The overall layout of the system requires the barndoor drive to ride piggyback on the main scope. This posed some problem for attaching it to a truss tube scope. So, after a brainstorming session with Andy Saulietis, I fabricated an "A" frame to attach to the top of the Primary mirror cell box, and have the apex attached to the secondary cage support ring. Since the guidescope rotator concept is to have the rotation axis of the guidescope rotation system aligned with the rotation axis of the main scope's optical axis, there needs to be a way to adjust the guidescope rotation axis's aim.

The apex has a screw mount to go up and down (pitch adjustment), and the attachment to the Primary mirror cell slides side to side (yaw adjustment). The guidescope itself rides in a saddle that has two sets of adjustment pads. One set is used to carry the guidescope in a "home" position. "Home" has the guidescope aligned with the rotation axis of the barndoor drive. Once these are set, they are locked in place and not moved. The other set of pads is used to aim the guidescope at a guidestar, and allows up to a 10 deg aiming movement in each axis. I needed that much due to shooting under a 3.5 sky, I sometimes have to move a distance to get a good guidestar.
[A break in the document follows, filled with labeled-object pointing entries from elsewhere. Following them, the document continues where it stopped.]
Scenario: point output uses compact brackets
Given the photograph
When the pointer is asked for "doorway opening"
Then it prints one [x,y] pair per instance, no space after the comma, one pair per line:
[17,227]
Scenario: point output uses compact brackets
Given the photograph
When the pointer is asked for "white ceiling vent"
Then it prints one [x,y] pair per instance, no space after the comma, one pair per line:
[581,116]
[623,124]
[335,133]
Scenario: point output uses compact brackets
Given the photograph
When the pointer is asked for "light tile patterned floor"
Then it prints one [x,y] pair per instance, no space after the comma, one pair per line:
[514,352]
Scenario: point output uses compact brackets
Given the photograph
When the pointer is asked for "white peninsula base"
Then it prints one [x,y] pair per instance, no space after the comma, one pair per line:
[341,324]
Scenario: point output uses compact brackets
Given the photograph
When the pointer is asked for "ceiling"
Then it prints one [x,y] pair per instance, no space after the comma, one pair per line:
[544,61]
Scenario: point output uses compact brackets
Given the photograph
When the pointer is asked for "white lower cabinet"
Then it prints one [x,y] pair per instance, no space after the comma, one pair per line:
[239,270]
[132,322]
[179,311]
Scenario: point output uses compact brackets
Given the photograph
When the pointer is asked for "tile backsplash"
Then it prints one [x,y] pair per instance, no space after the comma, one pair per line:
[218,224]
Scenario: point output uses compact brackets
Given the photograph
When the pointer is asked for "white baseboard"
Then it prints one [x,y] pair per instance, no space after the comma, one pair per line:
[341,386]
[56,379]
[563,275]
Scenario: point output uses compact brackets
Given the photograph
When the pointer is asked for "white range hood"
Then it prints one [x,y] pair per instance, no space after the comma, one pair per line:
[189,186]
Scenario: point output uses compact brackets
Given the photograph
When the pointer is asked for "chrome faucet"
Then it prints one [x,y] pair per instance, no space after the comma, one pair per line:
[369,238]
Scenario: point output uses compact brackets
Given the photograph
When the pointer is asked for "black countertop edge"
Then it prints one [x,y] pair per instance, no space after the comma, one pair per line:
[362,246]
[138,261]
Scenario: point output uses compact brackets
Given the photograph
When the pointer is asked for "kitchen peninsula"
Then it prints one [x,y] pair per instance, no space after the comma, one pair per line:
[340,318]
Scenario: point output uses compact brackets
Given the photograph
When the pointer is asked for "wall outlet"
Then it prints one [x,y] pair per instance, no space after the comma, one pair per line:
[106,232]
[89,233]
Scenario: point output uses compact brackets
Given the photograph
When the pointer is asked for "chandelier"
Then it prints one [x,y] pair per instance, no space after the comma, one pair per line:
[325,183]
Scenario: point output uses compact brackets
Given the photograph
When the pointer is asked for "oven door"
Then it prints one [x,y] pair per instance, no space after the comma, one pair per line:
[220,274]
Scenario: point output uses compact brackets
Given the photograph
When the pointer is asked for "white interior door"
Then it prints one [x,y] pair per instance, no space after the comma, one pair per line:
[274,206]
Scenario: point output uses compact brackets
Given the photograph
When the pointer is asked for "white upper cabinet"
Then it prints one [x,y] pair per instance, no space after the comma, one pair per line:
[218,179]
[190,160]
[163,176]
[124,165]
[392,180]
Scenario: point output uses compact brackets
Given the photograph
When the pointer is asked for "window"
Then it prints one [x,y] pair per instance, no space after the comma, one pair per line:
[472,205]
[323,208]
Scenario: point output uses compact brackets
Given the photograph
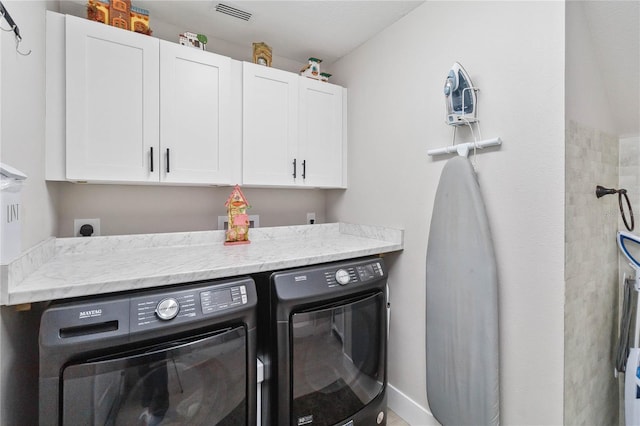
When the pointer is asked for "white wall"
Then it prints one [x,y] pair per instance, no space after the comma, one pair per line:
[514,52]
[22,137]
[130,209]
[21,146]
[586,100]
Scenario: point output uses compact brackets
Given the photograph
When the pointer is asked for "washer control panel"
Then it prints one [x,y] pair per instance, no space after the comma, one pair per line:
[354,274]
[216,300]
[167,309]
[155,310]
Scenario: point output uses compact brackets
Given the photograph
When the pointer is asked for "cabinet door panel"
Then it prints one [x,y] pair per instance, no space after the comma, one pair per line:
[112,102]
[321,144]
[195,115]
[270,126]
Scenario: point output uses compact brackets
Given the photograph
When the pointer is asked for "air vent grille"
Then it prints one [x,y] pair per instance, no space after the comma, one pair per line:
[232,11]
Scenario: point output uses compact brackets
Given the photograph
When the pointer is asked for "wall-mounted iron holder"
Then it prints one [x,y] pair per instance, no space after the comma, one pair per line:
[601,191]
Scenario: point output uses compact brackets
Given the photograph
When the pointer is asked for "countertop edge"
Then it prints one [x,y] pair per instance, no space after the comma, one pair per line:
[388,240]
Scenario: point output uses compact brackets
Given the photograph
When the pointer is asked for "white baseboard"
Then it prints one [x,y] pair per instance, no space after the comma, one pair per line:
[412,412]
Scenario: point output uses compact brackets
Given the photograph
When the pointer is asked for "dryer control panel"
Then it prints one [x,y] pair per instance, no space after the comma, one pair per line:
[348,276]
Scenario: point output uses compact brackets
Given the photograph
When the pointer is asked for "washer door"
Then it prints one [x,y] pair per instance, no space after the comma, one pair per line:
[338,360]
[199,381]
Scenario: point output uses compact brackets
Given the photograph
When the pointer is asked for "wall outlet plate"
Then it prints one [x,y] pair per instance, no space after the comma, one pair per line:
[77,224]
[311,218]
[223,222]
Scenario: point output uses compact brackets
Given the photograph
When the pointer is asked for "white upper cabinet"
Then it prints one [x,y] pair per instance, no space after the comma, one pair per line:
[293,133]
[128,108]
[144,110]
[112,103]
[321,132]
[195,127]
[269,126]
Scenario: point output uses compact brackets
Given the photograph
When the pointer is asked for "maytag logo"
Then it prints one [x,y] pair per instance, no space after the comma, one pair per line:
[90,313]
[305,420]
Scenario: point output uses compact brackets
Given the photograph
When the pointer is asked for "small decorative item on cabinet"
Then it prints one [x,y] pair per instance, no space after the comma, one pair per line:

	Apex of Barndoor attachment Truss Note the threaded "pitch" adjustment
	Rear of barndoor attachment Truss Note the sliding mount for "yaw" adjustment

The beauty of using a barndoor drive is that you can adjust the dimensions of the barndoor drive to allow the stepper motor on the barndoor drive to rotate the guidescope the same rotation per motor pulse as the image plane de-rotation rotates per pulse. This is important (since they HAVE to rotate exactly at the same rate), since it allows the barndoor drive motor to use the same pulse train as does the imageplane derotation system. The circuitry for the barndoor motor is simply 4 TIP120's, with their bases connected to the outputs going to the imageplane rotation motor. The power to the barndoor motor is sent to the common center tap winding, just as in all the other steppers on the mount, and each coil comes back to one of the TIP120's (same setup as all the other motors use). The side benefit of this is the two motors do not have to be the same type motor.
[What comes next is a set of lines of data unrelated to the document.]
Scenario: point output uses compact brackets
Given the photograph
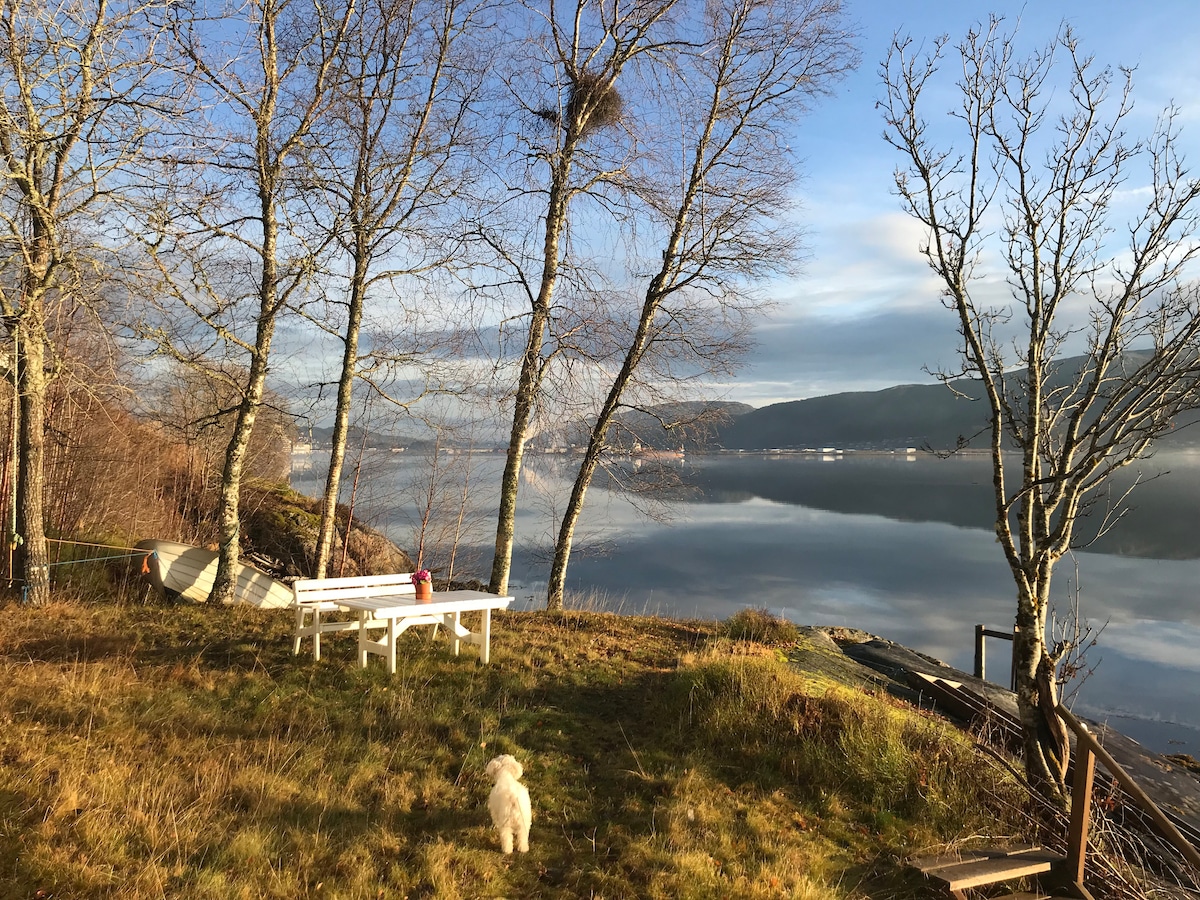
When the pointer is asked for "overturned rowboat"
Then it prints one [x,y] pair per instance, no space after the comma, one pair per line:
[180,570]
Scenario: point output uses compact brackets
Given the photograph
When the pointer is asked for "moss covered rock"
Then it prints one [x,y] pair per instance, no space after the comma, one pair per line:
[279,531]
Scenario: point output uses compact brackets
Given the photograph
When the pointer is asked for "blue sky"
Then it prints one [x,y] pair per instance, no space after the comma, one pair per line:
[865,315]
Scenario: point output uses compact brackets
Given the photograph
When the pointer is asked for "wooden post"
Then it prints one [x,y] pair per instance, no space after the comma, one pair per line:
[1164,825]
[979,652]
[1080,811]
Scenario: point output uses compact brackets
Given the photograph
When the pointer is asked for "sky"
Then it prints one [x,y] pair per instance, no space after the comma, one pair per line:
[865,313]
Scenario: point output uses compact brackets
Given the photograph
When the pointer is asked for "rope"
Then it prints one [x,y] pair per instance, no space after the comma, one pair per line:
[85,544]
[101,559]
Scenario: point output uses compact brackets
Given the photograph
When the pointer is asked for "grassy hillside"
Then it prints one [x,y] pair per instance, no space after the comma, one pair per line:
[153,751]
[180,751]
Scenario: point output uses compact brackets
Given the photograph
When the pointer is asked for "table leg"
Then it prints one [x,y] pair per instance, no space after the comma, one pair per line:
[363,639]
[485,633]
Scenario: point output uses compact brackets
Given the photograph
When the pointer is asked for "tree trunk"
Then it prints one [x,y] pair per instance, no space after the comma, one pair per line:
[1044,738]
[522,411]
[341,418]
[532,369]
[228,523]
[31,459]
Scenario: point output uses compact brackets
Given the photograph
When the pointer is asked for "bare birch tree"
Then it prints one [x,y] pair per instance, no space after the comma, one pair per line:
[388,166]
[713,199]
[264,107]
[1032,187]
[78,91]
[577,52]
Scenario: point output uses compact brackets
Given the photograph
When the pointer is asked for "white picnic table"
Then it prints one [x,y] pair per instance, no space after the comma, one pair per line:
[396,615]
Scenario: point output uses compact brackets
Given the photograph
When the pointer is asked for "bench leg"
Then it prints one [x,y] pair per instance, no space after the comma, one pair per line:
[363,639]
[485,634]
[391,646]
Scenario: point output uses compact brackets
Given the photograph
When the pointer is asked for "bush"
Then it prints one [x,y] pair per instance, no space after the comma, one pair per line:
[759,624]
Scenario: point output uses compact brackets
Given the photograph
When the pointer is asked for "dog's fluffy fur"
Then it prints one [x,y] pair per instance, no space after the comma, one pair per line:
[509,803]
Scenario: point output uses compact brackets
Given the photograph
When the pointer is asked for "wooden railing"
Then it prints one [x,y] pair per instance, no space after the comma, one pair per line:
[1087,751]
[983,631]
The difficulty is in doing the calculations!!! So, I built an Excel spreadsheet to allow me to enter different values for the dimensions and components to optimize the design and allow the rates to be the same. Click here to download a copy of the Excel spreadsheet.
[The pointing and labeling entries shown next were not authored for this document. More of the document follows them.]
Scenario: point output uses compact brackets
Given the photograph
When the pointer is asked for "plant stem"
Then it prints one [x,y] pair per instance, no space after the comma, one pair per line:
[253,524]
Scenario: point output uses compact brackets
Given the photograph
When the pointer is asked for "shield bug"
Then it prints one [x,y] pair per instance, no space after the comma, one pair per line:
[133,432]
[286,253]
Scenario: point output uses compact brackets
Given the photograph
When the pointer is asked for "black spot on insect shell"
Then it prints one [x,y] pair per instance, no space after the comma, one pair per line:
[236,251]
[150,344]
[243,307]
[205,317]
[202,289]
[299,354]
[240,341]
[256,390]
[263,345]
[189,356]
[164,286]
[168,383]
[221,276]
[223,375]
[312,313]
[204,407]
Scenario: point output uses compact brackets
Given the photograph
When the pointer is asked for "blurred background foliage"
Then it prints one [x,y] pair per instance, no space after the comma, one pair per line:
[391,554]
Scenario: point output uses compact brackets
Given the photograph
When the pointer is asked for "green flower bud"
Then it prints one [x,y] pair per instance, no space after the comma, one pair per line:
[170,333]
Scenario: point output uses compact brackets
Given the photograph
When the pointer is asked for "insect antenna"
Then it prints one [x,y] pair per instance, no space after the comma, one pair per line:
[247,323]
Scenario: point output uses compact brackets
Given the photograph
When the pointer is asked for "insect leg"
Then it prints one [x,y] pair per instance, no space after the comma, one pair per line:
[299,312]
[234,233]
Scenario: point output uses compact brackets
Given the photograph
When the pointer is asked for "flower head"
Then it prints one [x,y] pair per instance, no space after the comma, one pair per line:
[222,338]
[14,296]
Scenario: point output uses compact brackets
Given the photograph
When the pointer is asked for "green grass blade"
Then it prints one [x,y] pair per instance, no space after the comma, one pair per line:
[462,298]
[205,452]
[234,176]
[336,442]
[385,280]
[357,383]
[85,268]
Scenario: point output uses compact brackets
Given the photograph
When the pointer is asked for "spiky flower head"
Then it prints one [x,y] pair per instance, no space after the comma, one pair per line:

The guidescope in these photos is a 6"f/8, and it weighs quite a bit. That required adding more counterweights under the altitude trunion box that I wanted, so I have installed a smaller saddle to carry a smaller 60mmf/11 guidescope. The smaller scope seems to still gather enough light to allow the QuickCam I am using for the autoguider to use Mag 6.5 stars under my 3.5 mag sky, and only require 1/2 second exposures. The shorter focal length will probably be the telling issue though as I use the system. For that reason I made the smaller saddle big enough to use a longer focal length guidescope should I need it.